Optimized City Buses
Industry
Transport
Client
Vilnius City Municipality
Team
BUILD
Year
2023
We were hired to deliver a turn-key AI solution to make public transport run on time – and enforce the rules – without us hiring a whole new IT department.

Challenge
Vilnius’s bus network suffered from inefficient scheduling and traffic rule violations – commuters waited too long (buses bunching or idling) and frequent bus-lane intrusions slowed service. Traditional traffic systems lacked real-time analytics to fix these issues.
Approach
Installed AI cameras (stationary & on buses) to detect incidents like illegal bus lane usage and to count passenger loads. Used computer vision models to flag violations and overcrowding in real time.
Leveraged 5G connectivity for instantaneous data upload from moving buses to a central system. Implemented a streaming data pipeline for live alerts to traffic controllers.

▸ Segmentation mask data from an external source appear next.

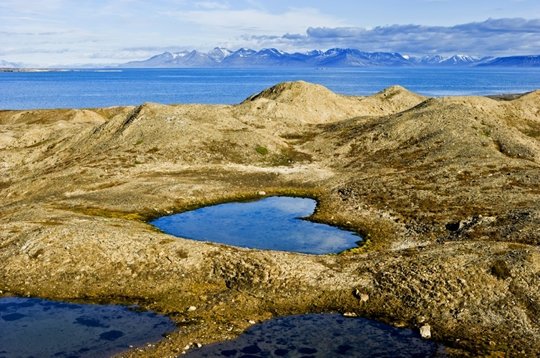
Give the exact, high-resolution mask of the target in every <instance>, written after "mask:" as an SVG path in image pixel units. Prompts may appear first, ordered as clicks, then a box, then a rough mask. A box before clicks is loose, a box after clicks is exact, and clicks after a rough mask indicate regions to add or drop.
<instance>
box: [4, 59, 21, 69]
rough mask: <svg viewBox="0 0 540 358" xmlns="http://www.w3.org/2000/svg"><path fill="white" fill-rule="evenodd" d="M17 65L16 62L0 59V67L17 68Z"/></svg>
mask: <svg viewBox="0 0 540 358" xmlns="http://www.w3.org/2000/svg"><path fill="white" fill-rule="evenodd" d="M18 67H20V65H19V64H17V63H14V62H8V61H4V60H0V68H18Z"/></svg>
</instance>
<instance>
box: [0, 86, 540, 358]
mask: <svg viewBox="0 0 540 358" xmlns="http://www.w3.org/2000/svg"><path fill="white" fill-rule="evenodd" d="M0 174H1V175H0V198H2V200H1V201H0V227H1V229H0V290H1V291H2V294H4V295H24V296H26V295H30V296H39V297H46V298H54V299H64V300H83V301H91V302H115V303H118V302H120V303H129V304H139V305H141V306H143V307H144V308H148V309H151V310H154V311H157V312H161V313H165V314H168V315H170V317H171V318H172V319H174V320H175V321H176V322H178V324H179V329H178V330H177V331H176V332H174V333H172V334H171V335H170V336H168V337H167V338H165V339H164V340H163V341H162V342H160V343H159V344H157V345H155V346H151V347H146V348H145V349H144V350H136V351H132V352H127V353H126V355H127V356H145V357H152V356H153V357H163V356H176V355H178V354H180V353H182V352H183V351H184V350H185V347H186V346H188V345H189V344H190V343H201V344H208V343H210V342H214V341H219V340H224V339H230V338H234V337H235V336H237V335H238V334H240V333H241V332H242V331H243V330H244V329H245V328H246V327H248V326H249V325H251V324H252V322H254V321H255V322H258V321H262V320H265V319H268V318H271V317H274V316H278V315H286V314H292V313H306V312H355V313H357V314H358V315H359V316H364V317H372V318H376V319H379V320H381V321H384V322H388V323H391V324H394V325H397V326H409V327H412V328H414V329H419V328H420V327H422V326H425V325H426V324H429V325H430V327H431V333H432V337H433V339H435V340H437V341H441V342H444V343H445V344H446V345H447V346H449V347H450V348H449V352H450V353H451V354H455V355H474V356H476V355H486V356H487V355H491V356H504V355H505V354H506V355H511V356H519V355H523V356H530V355H532V354H536V352H538V351H540V250H539V248H538V244H539V243H540V230H538V229H539V227H540V200H539V199H540V92H532V93H529V94H526V95H523V96H516V98H514V99H512V100H508V99H505V100H501V99H490V98H484V97H451V98H424V97H422V96H419V95H416V94H414V93H411V92H409V91H407V90H406V89H404V88H401V87H399V86H396V87H391V88H389V89H387V90H385V91H382V92H380V93H377V94H375V95H373V96H369V97H345V96H340V95H336V94H334V93H332V92H330V91H329V90H327V89H326V88H324V87H321V86H318V85H313V84H309V83H305V82H294V83H284V84H279V85H277V86H275V87H272V88H270V89H268V90H265V91H263V92H261V93H259V94H257V95H254V96H252V97H250V98H248V99H247V100H246V101H244V102H243V103H241V104H239V105H235V106H206V105H175V106H165V105H159V104H152V103H147V104H143V105H141V106H138V107H121V108H120V107H118V108H102V109H89V110H41V111H0ZM262 192H264V193H262ZM265 195H299V196H308V197H312V198H316V199H317V200H318V201H319V205H318V207H317V210H316V213H315V214H314V215H313V218H312V219H313V220H316V221H321V222H327V223H331V224H335V225H339V226H343V227H347V228H350V229H352V230H356V231H357V232H359V233H361V234H362V235H363V236H364V238H365V245H364V246H363V247H361V248H358V249H354V250H351V251H349V252H346V253H342V254H339V255H324V256H312V255H302V254H293V253H284V252H269V251H258V250H248V249H241V248H235V247H228V246H225V245H218V244H212V243H203V242H196V241H190V240H184V239H179V238H173V237H171V236H169V235H166V234H163V233H161V232H159V231H157V230H155V229H153V227H152V226H150V225H148V224H146V221H147V220H149V219H151V218H154V217H158V216H160V215H164V214H169V213H172V212H180V211H184V210H188V209H193V208H196V207H200V206H204V205H208V204H212V203H218V202H225V201H231V200H241V199H252V198H256V197H260V196H265ZM190 306H195V307H196V310H188V308H189V307H190Z"/></svg>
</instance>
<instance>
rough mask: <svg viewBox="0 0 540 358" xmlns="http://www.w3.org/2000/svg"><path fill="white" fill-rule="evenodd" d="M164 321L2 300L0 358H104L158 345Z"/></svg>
mask: <svg viewBox="0 0 540 358" xmlns="http://www.w3.org/2000/svg"><path fill="white" fill-rule="evenodd" d="M174 328H175V325H174V323H173V322H172V321H171V320H170V319H168V318H167V317H164V316H160V315H157V314H154V313H151V312H144V311H137V310H136V309H135V308H133V307H131V308H129V307H125V306H117V305H91V304H74V303H65V302H57V301H49V300H43V299H37V298H18V297H9V298H0V357H2V358H4V357H6V358H11V357H108V356H111V355H113V354H115V353H119V352H122V351H125V350H127V349H129V348H130V347H133V346H142V345H145V344H147V343H151V342H156V341H158V340H160V339H161V338H162V337H163V335H164V334H165V333H167V332H170V331H173V330H174Z"/></svg>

Developed an ML forecasting model for ridership, using historical and real-time data to predict passenger volumes and adjust bus dispatch frequencies dynamically.
Deployed a predictive maintenance module analyzing telematics (engine, braking data) to predict bus breakdowns before they happen.
Architecture/Backend
5G-connected AI cameras, data pipeline, telematics ingestion, ridership forecasting.
AI/ML models
Computer-vision models, ML ridership forecasting, predictive-maintenance modeling.
Infrastructure/Deployment
5G uplink from buses to the central platform; city-wide AI camera enforcement.
Key results
Average bus waiting times reduced by ~20% on pilot routes, thanks to real-time route optimization and dispatching. Commuters see faster arrivals and less overcrowding during peak hours.
Bus lane violations decreased ~15% after city-wide camera enforcement powered by AI, directly improving traffic flow and fairness.
Breakdowns down ~10% due to proactive maintenance alerts, increasing fleet availability. Overall, these efficiency gains cut fuel costs and emissions (fewer idle or redundant trips).